Rin kalang kabut saat melihat tatapan mata Sasuke yang semakin menggelap. Dia tahu jika lelaki ini mulai terpancing emosi. Dan Rin takut jika adiknya celaka.

Saat emosional, Sasuke tidak pernah pandang bulu. Siapapun yang sudah mengganggu ketenangannya, dan mencari gara-gara padanya, dia akan menghabisi mereka.

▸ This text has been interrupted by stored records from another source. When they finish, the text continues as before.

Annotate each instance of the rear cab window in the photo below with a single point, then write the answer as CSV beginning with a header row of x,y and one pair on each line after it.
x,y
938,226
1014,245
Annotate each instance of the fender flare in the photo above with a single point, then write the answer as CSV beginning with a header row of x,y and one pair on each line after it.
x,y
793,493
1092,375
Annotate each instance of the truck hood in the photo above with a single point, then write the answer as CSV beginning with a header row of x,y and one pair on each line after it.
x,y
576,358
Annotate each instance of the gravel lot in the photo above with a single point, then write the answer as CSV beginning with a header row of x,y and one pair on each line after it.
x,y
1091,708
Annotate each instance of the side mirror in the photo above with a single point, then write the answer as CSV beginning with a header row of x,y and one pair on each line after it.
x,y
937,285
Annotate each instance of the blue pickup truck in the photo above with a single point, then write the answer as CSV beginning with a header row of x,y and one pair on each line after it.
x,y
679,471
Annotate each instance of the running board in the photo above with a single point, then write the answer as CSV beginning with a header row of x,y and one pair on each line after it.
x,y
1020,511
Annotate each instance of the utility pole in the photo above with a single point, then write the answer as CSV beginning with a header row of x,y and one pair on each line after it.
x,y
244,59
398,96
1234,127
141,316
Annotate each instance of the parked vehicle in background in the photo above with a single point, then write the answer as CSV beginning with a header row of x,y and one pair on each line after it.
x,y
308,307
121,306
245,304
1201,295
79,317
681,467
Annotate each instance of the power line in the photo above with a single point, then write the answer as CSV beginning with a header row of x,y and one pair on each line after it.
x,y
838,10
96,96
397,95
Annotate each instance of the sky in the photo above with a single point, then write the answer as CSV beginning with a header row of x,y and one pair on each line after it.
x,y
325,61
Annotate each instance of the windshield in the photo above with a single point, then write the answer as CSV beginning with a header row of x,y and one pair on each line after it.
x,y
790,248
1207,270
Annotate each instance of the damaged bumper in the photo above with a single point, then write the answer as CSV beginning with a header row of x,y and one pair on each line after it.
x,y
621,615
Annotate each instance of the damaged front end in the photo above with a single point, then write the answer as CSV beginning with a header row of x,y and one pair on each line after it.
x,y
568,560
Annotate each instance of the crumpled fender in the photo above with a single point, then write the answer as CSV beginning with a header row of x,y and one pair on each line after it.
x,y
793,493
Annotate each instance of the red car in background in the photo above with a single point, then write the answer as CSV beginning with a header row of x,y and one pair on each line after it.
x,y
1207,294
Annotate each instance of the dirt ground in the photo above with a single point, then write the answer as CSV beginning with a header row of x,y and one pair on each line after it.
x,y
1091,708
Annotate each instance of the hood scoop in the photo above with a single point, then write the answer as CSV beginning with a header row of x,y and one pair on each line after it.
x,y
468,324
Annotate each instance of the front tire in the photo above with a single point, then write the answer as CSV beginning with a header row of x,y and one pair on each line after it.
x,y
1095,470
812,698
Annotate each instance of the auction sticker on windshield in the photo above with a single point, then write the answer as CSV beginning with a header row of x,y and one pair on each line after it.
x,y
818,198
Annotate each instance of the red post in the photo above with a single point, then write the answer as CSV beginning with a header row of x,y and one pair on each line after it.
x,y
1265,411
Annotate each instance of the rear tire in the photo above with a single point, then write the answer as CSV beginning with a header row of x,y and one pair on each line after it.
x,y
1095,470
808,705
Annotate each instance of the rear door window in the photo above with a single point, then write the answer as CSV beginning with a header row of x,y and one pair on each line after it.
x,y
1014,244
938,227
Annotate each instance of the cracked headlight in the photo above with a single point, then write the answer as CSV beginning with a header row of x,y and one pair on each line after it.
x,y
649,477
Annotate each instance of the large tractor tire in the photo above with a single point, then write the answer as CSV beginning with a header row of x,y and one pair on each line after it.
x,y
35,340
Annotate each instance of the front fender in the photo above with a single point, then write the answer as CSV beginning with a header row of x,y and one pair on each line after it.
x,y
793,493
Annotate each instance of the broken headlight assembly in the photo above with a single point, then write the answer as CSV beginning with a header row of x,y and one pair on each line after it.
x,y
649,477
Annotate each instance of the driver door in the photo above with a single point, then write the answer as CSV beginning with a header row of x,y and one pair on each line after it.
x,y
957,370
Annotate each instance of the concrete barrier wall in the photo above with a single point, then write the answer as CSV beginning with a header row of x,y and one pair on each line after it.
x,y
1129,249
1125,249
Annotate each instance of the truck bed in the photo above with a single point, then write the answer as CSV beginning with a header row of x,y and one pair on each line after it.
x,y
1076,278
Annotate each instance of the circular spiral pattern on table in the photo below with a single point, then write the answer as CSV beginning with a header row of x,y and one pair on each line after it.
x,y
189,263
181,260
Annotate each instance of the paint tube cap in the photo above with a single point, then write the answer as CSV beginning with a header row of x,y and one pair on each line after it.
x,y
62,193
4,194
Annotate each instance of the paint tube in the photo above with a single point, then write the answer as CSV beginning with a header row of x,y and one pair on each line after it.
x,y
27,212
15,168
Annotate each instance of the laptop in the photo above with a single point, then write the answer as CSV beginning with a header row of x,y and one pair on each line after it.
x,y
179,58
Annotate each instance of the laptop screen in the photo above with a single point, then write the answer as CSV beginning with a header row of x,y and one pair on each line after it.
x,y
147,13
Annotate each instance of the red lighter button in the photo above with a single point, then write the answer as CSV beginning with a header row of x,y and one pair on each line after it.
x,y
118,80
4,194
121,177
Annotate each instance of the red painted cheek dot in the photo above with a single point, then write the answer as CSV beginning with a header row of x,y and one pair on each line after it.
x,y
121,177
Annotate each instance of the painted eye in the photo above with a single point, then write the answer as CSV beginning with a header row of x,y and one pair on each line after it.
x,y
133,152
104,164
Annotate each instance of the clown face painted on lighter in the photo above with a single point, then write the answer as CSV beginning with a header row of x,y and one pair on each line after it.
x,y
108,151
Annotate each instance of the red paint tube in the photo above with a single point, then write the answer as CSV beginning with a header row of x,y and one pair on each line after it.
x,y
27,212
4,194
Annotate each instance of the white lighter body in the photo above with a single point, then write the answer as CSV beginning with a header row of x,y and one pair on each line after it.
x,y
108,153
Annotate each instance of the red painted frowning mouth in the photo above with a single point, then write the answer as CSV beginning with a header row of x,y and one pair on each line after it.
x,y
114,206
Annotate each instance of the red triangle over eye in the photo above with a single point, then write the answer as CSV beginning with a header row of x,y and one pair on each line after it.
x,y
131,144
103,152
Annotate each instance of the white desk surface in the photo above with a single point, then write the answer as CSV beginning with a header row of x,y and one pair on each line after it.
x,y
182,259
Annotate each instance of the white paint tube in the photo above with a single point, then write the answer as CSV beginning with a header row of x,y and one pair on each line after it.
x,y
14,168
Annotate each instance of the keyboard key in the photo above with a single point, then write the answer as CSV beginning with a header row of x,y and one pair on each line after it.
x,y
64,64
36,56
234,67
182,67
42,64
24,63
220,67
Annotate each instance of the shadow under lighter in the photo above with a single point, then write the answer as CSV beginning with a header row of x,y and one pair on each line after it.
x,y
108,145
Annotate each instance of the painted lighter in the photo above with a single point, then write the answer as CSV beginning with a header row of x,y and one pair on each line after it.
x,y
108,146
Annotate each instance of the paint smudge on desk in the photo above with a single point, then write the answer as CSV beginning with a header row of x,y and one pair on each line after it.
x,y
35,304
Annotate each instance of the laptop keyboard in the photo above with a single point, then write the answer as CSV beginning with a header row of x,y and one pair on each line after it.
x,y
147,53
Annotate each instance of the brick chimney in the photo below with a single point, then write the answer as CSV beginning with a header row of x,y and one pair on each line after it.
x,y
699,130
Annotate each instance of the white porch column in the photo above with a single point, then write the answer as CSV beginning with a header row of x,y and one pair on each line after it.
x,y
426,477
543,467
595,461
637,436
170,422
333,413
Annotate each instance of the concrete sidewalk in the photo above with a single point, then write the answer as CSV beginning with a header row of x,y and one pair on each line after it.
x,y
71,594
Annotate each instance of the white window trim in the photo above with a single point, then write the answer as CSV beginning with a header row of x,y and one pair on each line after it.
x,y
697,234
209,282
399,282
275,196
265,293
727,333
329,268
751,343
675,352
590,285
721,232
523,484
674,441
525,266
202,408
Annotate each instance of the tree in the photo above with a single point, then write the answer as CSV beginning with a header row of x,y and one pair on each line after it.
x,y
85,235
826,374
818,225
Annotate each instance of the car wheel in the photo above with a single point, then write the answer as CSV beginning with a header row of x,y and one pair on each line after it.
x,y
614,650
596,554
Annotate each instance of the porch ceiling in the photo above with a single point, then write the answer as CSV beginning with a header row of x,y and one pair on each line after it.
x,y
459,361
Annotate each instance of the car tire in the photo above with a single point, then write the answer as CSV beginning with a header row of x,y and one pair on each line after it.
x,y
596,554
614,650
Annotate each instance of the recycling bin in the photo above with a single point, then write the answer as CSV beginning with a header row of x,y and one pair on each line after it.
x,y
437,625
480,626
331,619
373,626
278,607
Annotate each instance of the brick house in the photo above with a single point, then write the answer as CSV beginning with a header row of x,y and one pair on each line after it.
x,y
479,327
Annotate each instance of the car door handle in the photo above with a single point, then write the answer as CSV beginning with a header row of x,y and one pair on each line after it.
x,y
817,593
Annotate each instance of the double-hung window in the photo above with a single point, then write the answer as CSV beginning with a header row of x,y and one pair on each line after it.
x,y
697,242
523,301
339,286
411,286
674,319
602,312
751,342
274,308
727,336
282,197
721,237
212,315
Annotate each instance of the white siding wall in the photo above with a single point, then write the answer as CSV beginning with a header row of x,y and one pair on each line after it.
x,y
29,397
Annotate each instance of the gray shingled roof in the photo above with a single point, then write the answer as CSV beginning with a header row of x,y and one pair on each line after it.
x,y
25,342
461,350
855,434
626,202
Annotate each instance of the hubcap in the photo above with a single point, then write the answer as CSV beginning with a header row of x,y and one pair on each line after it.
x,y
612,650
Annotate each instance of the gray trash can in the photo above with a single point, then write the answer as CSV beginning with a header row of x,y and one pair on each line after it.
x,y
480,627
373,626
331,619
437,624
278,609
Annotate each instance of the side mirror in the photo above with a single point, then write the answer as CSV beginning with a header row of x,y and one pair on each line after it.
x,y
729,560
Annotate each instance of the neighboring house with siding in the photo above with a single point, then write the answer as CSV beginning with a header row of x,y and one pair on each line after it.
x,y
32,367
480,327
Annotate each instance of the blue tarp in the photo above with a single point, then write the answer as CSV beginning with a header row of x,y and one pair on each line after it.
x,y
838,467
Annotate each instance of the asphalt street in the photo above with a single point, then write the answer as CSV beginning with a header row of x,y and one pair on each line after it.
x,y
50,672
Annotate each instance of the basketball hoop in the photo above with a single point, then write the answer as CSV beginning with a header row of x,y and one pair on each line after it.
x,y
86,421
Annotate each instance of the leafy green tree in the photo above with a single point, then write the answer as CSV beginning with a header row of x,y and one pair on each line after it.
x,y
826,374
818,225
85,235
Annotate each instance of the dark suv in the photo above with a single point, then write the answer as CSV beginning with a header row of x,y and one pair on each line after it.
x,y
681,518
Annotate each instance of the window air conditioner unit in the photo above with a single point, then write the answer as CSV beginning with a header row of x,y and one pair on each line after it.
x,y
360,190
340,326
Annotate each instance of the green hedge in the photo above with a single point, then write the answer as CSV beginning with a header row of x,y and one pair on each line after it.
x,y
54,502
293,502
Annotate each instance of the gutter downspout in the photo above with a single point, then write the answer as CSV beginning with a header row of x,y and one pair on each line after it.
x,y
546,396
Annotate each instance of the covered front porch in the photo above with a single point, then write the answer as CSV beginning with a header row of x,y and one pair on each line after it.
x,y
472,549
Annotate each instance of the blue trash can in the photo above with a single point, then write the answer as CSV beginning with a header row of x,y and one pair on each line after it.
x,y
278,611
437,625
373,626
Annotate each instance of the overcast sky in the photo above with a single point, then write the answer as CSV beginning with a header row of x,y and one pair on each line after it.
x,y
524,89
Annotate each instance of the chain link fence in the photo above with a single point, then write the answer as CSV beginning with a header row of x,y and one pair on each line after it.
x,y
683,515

Meskipun itu berjenis kelamin perempuan, Sasuke akan dengan tega mematahkan tulang mereka dalam sekali bantingan ke lantai.

Selama ia mengenal Sasuke, lelaki itu jarang sekali menunjukan emosionalnya secara gamblang di depan Rin. Atau siapapun itu. Paling-paling hanya senyum yang begitu smooth. Senyum merendahkan dan terkesan mengejek yang membuat orang lain merinding melihatnya.

Dan jujur, Rin tidak suka melihat senyum yang selalu ditunjukan oleh Sasuke.

Tapi Rin selalu ingat bagaimana cara Sasuke menyakiti orang lain dengan ekspresi datar namun dengan sorot mata mematikan. Seperti saat ini. Saat dimana Sasuke menatap Ino dengan sorot seperti itu.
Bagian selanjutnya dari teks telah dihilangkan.